Warehouse-Level Machine Learning
AI-Link can push data science and/or machine learning workloads to the warehouse level, allowing users to perform inference and explore data without moving it or incurring heavy computational costs on their own machine. Instead of extracting data from the warehouse and analyzing it locally, a user working in Python can simply call a function that performs all necessary computation in their data warehouse.
Linear Regression
Linear regression predicts the value of some target feature y via a linear combination of n other predictor features x_1, ..., x_n, i.e.:
y = c_1x_1 + ... + c_nx_n
AI-Link determines the set of constants c_1, ..., c_n for the features x_1, ..., x_n so that users can predict the value of y using just the predictor features.
Below is an example of how one would call this functionality:
from atscale.eda.linear_regression import linear_regression
coefs = linear_regression(
dbconn=db,
data_model=data_model,
predictors=["total_number_of_customers"],
prediction_target=["total_sales"],
granularity_levels=["month"]
)
In the above example, db
is a SQLConnection
object (e.g., a Snowflake
object) corresponding to the user's data warehouse, and data_model
is the user's data model. The predictors
parameter is the list of features in the user's data model serving as inputs to the regression (i.e., x_1, ..., x_n in the model definition above), while the prediction_target
is the feature being estimated (i.e., y). The granularity_levels
parameter specifies the granularity of the output as well as the training data passed to the model – in the example above, it specifies that the total customers will be aggregated at the month level in order to forecast the total monthly sales. Lastly, the coefs
output contains the coefficients c_1, ..., c_n referenced above.

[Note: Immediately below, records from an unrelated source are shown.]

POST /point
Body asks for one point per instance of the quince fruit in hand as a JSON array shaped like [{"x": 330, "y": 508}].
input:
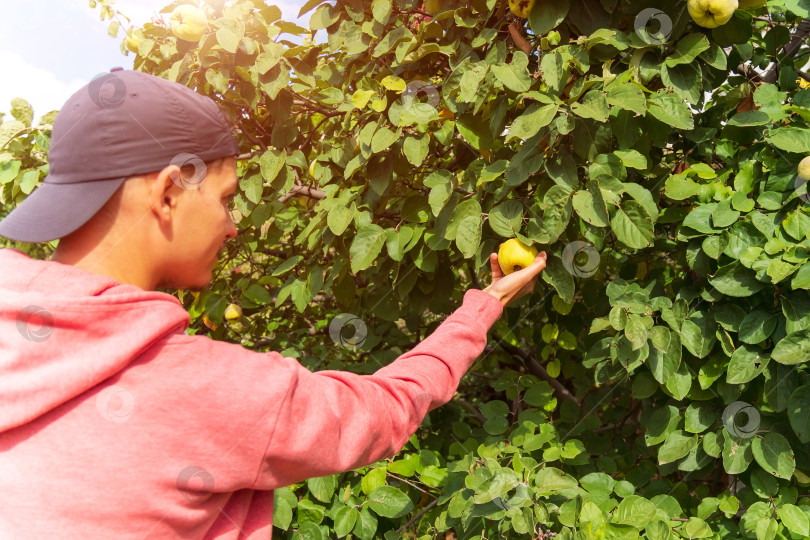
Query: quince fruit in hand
[
  {"x": 804, "y": 169},
  {"x": 188, "y": 22},
  {"x": 711, "y": 13},
  {"x": 521, "y": 8},
  {"x": 233, "y": 312},
  {"x": 514, "y": 255}
]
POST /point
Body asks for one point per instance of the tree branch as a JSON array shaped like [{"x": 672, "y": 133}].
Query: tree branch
[
  {"x": 789, "y": 50},
  {"x": 537, "y": 369}
]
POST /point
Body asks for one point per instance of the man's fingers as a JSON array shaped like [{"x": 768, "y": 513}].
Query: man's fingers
[{"x": 496, "y": 268}]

Principal Components Analysis
Principal components analysis (PCA) is an exploratory data analysis technique for quantifying the interrelation of features in a dataset. For a dataset with n features, PCA returns a collection of principal components – i.e., the vectors x_1, ..., x_n – as well as a collection of corresponding scalar weights w_1, ..., w_n. At a high level, each vector describes a pattern of interrelation among the n features, and each corresponding weight describes how prevalent the pattern is in the data.
Below is an example of how one would call this functionality:
from atscale.eda.pca import pca
pcs, weights = eda.pca(
dbconn=db,
data_model=data_model,
pc_num=2,
numeric_features=[
"Stock_A_price",
"Stock_B_price",
"Stock_C_price"
],
granularity_levels=["date"]
)
In the above example, db
is a SQLConnection
object (e.g., a Snowflake
object) corresponding to the user's data warehouse, and data_model
is the user's data model. The pc_num
parameter indicates how many principal components/weights the user wants returned. The numeric_features
parameter indicates the features making up the dataset – in this case, the features consist of time series data for three different stocks. The granularity_levels
parameter specifies the granularity of the dataset; in this case, daily stock prices are provided.
With this output, a user could investigate whether price fluctuations in Stocks A, B, and C are related – and if so, by how much.
Summary Statistics
AI-Link also supports warehouse-level computation of familiar summary statistics like variance, standard deviation, covariance, and correlation for features in a user's data model. For instance, a user can find the standard deviation of the total_sales
feature measured daily as follows:
from atscale.eda.stats import std
stdev = std(
dbconn=db,
data_model=data_model,
feature="total_sales",
granularity_levels=["date"]
)
In the above example, db
is a SQLConnection
object (e.g., a Snowflake
object) corresponding to the user's data warehouse, and data_model
is the user's data model.